40) Extra: Sparse Linear Algebra

40) Extra: Sparse Linear Algebra#

Sparse direct solvers
1.1 Matrix orderings
1.2 Impact on formulation
1.3 Cost scaling
Iterative solvers

using Plots
default(linewidth=3)
using LinearAlgebra
using SparseArrays

function my_spy(A)
    cmax = norm(vec(A), Inf)
    s = max(1, ceil(120 / size(A, 1)))
    spy(A, marker=(:square, s), c=:diverging_rainbow_bgymr_45_85_c67_n256, clims=(-cmax, cmax))
end

function laplacian_matrix(n)
    h = 2 / n
    rows = Vector{Int64}()
    cols = Vector{Int64}()
    vals = Vector{Float64}()
    wrap(i) = (i + n - 1) % n + 1
    idx(i, j) = (wrap(i)-1)*n + wrap(j)
    stencil_diffuse = [-1, -1, 4, -1, -1] / h^2
    for i in 1:n
        for j in 1:n
            append!(rows, repeat([idx(i,j)], 5))
            append!(cols, [idx(i-1,j), idx(i,j-1), idx(i,j), idx(i+1,j), idx(i,j+1)])
            append!(vals, stencil_diffuse)
        end
    end
    sparse(rows, cols, vals)
end

Precompiling packages...

1. Sparse Direct Solvers#

Example: Advection-diffusion operator in 2D#

Eliminate Dirichlet boundary conditions around all sides

function advdiff_matrix(n; kappa=1, wind=[0, 0])
    h = 2 / (n + 1)
    rows = Vector{Int64}()
    cols = Vector{Int64}()
    vals = Vector{Float64}()
    idx((i, j),) = (i-1)*n + j
    in_domain((i, j),) = 1 <= i <= n && 1 <= j <= n
    stencil_advect = [-wind[1], -wind[2], 0, wind[1], wind[2]] / h
    stencil_diffuse = [-1, -1, 4, -1, -1] * kappa / h^2
    stencil = stencil_advect + stencil_diffuse
    for i in 1:n
        for j in 1:n
            neighbors = [(i-1, j), (i, j-1), (i, j), (i+1, j), (i, j+1)]
            mask = in_domain.(neighbors)
            append!(rows, idx.(repeat([(i,j)], 5))[mask])
            append!(cols, idx.(neighbors)[mask])
            append!(vals, stencil[mask])
        end
    end
    sparse(rows, cols, vals)
end

A = advdiff_matrix(5, wind=[0, 0])
@show norm(A - A')
my_spy(A)

Gaussian elimination and Cholesky#

Performing Gaussian Elimination, we obtain the following decomposition:

\[ A = LU\]

Given a \(2\times 2\) block matrix, the algorithm proceeds as \begin{split}

(23)#\[\begin{bmatrix} A & B \\ C & D \end{bmatrix} &= \begin{bmatrix} L_A & \\ C U_A^{-1} & 1 \end{bmatrix}\]
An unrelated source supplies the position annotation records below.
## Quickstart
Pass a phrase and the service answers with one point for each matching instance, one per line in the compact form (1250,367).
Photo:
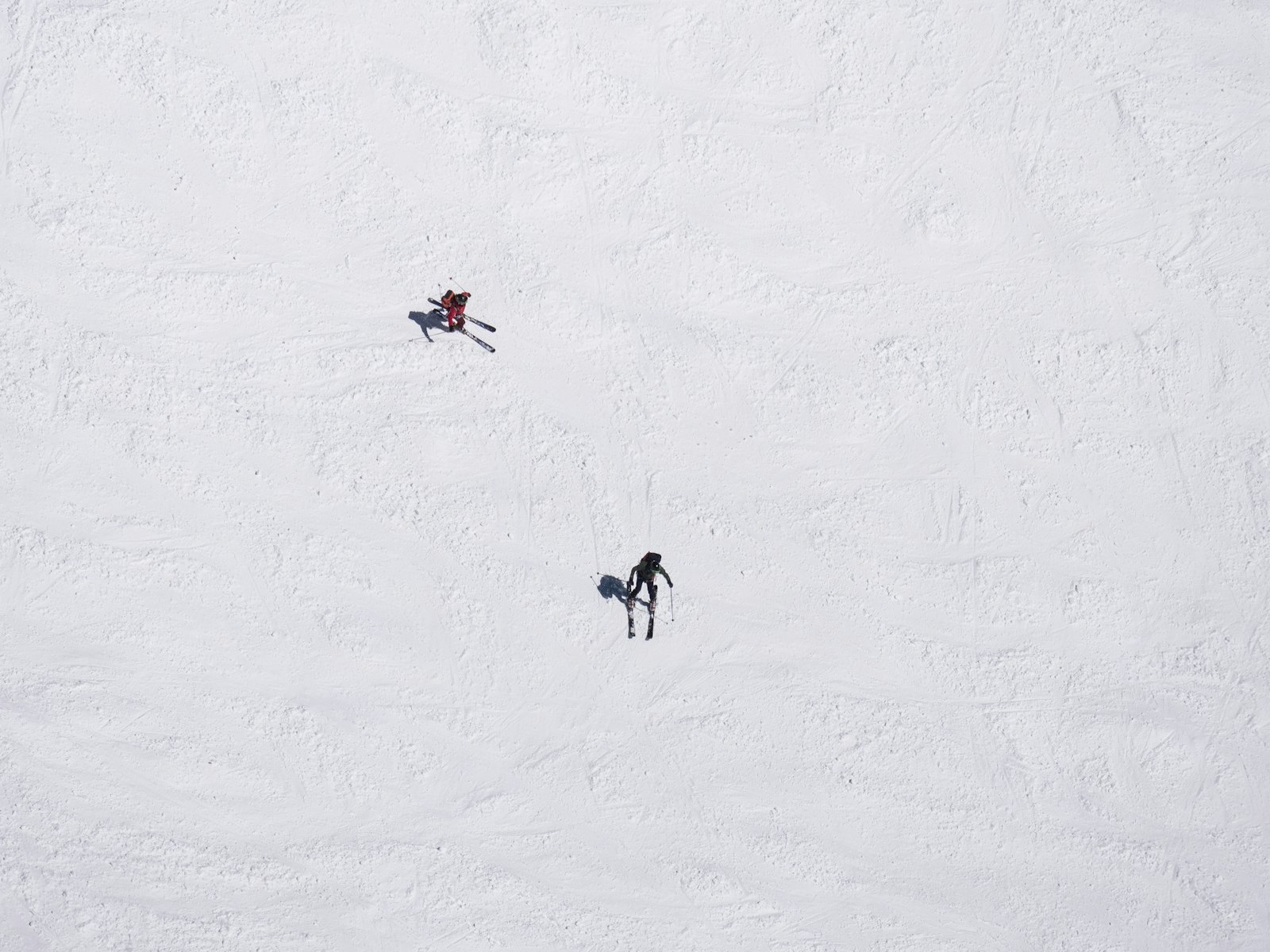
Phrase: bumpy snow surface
(926,342)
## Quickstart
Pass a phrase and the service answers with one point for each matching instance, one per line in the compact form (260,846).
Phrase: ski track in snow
(926,343)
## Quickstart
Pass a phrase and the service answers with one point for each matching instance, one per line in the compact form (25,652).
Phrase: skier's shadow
(429,319)
(613,587)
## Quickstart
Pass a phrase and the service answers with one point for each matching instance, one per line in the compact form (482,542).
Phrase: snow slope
(927,343)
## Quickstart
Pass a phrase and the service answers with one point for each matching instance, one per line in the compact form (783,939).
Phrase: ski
(491,328)
(468,334)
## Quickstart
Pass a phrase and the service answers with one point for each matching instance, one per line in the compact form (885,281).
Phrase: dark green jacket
(647,574)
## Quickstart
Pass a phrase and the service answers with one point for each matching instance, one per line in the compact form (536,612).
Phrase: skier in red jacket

(24)#\[\begin{bmatrix} U_A & L_A^{-1} B \\ & S \end{bmatrix}\]

\end{split} where \(L_A U_A = A\) and

\[S = D - C \underbrace{U_A^{-1} L_A^{-1}}_{A^{-1}} B .\]

Cholesky#

With Cholesky factorization, we obtain the following decomposition:

\[A = L L^T \]

Which means, that for a \(2\times 2\) block matrix, we have:

\begin{split}

(25)#\[\begin{bmatrix} A & B^T \\ B & D \end{bmatrix} &= \begin{bmatrix} L_A & \\ B L_A^{-T} & 1 \end{bmatrix}\]

(26)#\[\begin{bmatrix} L_A^T & L_A^{-1} B^T \\ & S \end{bmatrix}\]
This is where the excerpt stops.